In 2014, Rep. Luis Gutiérrez (D-Ill.) called O'Malley a "champion" of immigration. O'Malley signed laws making DREAMers, undocumented immigrants who were brought to the U.S. as children, eligible for in-state tuition and drivers licenses. During the refugee crisis at the border during the summer of 2014, O'Malley criticized President Obama for deporting the Central American children and their families back to countries plagued with violence.

"Martin O'Malley, in his history as governor of Maryland, has been a real hero for the immigrant community," Kim Propeack, chief of political communication for CASA de Maryland, told NBC News. "He not only supported many groundbreaking reforms in the state, he also became a national spokesperson for immigrant families and their human rights, especially the unaccompanied minors who arrived in droves on the border last year."

4. LGBT rights

When O'Malley ran for governor, he ran as an advocate for civil unions. When in office, however, he proposed, supported, and eventually signed a bill that led to legal same-sex marriage in Maryland beginning on January 1, 2013. Here's Martin O'Malley discussing same-sex marriage with the Des Moines Register:

In 2014, Martin O'Malley signed a law banning discrimination against transgender Marylanders, joining D.C. and 17 other states with laws protecting the transgender community from discrimination.

5. The environment.

O'Malley has a strong, pro-environment record. Grist calls him a "climate hawk" and published a great profile on O'Malley's environmental action as governor.
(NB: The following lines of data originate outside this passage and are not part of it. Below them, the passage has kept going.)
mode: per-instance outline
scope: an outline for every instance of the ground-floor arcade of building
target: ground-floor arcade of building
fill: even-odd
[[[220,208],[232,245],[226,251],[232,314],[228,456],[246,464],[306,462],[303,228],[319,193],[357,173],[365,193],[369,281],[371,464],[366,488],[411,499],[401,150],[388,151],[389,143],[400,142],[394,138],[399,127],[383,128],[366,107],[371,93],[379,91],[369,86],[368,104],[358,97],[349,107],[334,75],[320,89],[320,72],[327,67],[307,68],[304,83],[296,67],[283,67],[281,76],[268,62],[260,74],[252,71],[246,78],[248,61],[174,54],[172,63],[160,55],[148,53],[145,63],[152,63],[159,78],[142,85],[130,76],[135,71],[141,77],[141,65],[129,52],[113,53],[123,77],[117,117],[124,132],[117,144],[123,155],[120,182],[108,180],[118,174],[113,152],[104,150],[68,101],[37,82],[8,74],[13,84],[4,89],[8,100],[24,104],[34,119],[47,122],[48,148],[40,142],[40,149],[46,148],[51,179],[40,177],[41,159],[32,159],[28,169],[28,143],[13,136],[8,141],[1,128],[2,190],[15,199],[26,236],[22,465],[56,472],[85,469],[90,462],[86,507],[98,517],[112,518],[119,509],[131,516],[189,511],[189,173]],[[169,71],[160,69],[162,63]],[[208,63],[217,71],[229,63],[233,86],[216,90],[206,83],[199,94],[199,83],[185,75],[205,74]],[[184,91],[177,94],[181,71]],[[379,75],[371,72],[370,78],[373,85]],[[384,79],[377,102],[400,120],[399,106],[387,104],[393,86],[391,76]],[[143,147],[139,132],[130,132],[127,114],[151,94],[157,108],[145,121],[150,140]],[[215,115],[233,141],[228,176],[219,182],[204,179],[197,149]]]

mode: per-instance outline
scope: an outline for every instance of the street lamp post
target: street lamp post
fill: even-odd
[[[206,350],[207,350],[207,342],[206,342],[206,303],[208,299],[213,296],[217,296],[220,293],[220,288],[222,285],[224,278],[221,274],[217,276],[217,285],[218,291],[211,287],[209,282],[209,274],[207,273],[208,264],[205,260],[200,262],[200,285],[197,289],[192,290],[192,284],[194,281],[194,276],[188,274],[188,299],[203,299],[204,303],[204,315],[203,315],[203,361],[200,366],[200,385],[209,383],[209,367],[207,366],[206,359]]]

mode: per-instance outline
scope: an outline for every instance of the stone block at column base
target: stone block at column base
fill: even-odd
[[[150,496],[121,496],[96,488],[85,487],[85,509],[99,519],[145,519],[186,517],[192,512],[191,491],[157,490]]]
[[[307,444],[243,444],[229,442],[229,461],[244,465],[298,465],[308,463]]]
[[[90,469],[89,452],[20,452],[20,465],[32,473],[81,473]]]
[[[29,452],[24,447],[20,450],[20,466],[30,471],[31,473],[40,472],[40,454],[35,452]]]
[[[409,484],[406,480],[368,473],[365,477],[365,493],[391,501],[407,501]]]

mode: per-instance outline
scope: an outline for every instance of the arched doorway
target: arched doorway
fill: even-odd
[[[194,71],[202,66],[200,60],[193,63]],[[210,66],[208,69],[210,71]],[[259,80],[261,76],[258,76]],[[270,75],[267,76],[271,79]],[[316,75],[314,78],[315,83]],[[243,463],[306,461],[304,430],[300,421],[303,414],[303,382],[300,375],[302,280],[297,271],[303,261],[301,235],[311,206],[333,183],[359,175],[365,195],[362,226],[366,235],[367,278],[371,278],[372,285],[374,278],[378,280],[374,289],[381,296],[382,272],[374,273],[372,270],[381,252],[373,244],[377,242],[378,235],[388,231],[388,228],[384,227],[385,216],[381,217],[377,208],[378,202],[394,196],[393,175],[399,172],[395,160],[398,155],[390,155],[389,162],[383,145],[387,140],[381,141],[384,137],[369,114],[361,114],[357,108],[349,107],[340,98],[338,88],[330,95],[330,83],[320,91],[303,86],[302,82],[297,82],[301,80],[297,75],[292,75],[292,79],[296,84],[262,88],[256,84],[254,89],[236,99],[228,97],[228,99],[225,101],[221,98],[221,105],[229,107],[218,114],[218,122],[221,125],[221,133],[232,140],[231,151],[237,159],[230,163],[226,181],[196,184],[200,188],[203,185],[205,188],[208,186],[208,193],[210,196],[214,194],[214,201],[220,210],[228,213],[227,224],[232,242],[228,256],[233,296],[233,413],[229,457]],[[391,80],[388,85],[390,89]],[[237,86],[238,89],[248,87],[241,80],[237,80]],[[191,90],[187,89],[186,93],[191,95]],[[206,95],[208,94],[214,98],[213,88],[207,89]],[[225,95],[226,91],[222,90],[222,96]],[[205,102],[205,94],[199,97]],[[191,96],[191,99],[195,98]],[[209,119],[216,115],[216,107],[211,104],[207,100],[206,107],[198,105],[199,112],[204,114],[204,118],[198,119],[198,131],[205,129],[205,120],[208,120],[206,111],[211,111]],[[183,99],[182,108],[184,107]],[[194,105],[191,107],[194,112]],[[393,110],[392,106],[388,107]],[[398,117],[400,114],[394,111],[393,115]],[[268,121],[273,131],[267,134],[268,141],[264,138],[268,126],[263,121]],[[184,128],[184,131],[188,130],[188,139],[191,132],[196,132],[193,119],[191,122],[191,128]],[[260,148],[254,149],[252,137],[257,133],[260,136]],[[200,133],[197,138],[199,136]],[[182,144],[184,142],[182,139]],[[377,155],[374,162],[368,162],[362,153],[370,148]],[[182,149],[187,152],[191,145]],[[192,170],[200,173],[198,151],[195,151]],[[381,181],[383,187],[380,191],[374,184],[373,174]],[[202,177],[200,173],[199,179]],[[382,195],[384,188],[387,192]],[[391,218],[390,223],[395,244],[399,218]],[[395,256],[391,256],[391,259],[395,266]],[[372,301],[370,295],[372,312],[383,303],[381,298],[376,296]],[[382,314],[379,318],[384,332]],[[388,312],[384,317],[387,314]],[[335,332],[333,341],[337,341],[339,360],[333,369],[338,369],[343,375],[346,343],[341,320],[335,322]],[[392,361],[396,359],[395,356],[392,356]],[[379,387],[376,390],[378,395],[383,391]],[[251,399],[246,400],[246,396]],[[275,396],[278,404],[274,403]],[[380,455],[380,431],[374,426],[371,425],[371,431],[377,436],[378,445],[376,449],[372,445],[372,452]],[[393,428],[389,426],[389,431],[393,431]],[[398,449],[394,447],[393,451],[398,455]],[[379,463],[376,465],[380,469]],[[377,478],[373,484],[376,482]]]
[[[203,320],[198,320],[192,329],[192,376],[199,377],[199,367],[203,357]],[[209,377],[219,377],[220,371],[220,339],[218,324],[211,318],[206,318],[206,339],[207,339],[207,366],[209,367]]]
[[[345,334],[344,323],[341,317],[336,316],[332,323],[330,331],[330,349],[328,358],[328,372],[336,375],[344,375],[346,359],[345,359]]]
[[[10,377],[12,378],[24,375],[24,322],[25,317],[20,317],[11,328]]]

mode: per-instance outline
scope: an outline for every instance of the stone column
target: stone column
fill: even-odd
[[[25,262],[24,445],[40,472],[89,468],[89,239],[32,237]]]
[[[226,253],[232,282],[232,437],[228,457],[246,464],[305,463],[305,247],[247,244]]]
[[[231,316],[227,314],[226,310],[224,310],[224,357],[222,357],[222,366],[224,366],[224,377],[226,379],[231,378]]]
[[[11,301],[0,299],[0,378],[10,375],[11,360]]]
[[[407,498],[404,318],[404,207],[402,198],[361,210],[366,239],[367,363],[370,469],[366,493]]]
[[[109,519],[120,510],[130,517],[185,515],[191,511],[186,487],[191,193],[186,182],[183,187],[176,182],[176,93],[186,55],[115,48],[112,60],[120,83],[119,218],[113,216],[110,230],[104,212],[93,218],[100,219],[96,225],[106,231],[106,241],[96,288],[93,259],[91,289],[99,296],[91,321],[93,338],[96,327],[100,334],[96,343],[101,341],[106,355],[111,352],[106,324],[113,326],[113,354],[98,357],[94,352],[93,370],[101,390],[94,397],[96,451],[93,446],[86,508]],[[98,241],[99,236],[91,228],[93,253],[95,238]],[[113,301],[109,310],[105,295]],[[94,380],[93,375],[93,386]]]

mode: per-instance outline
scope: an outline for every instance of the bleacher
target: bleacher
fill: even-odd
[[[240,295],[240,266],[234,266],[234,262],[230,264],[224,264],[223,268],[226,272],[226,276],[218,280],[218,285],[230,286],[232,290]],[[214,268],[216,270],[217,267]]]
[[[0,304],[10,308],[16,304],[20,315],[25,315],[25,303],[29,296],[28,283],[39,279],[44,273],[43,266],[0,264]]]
So what does being a "climate hawk" entail? In 2006, he signed a law aimed at reducing Maryland's carbon emissions by 25 percent from 2006 levels by 2020 and created ClimateStat, a program with quarterly meetings to monitor the reduction. O'Malley also focused on projects like cleaning up the Chesapeake Bay, planting more trees on both public and private land, adopting the Clean Cars Act, and expanding public transit.

Also, according to Grist, he has the trust of Maryland environmental activists.

“I deal with a lot of politicians in my work as a climate advocate,” Director of the Chesapeake Climate Action Network, Mike Tidwell, told Grist. “Martin O’Malley, more than any politician I know, really loses sleep over climate change. He is deeply concerned about climate change and his actions over the last eight years reveal that. He’s pushed the envelope more than anyone I’ve seen."

O'Malley's pitfalls include proposing a trash-to-energy program in the majority African American city of Baltimore, upsetting environmental justice activists, who point out that it would worsen already polluted air. At the end of his time in office, O'Malley also allowed limited fracking, but some see that as a preemptive measure to implement strict fracking regulations prior to a pro-fracking governor coming into office. (That Republican, it turns out, is okay with a recently passed fracking ban in the state.) Environmentalists were also frustrated with the delayed action on reducing phosphorous runoff into the bay. "The rules were intended to limit how much chicken manure farmers may use as fertilizer," the Baltimore Sun explains. "When it rains, the runoff washes phosphorus into the bay." These rules didn't go into effect until the very end of his term.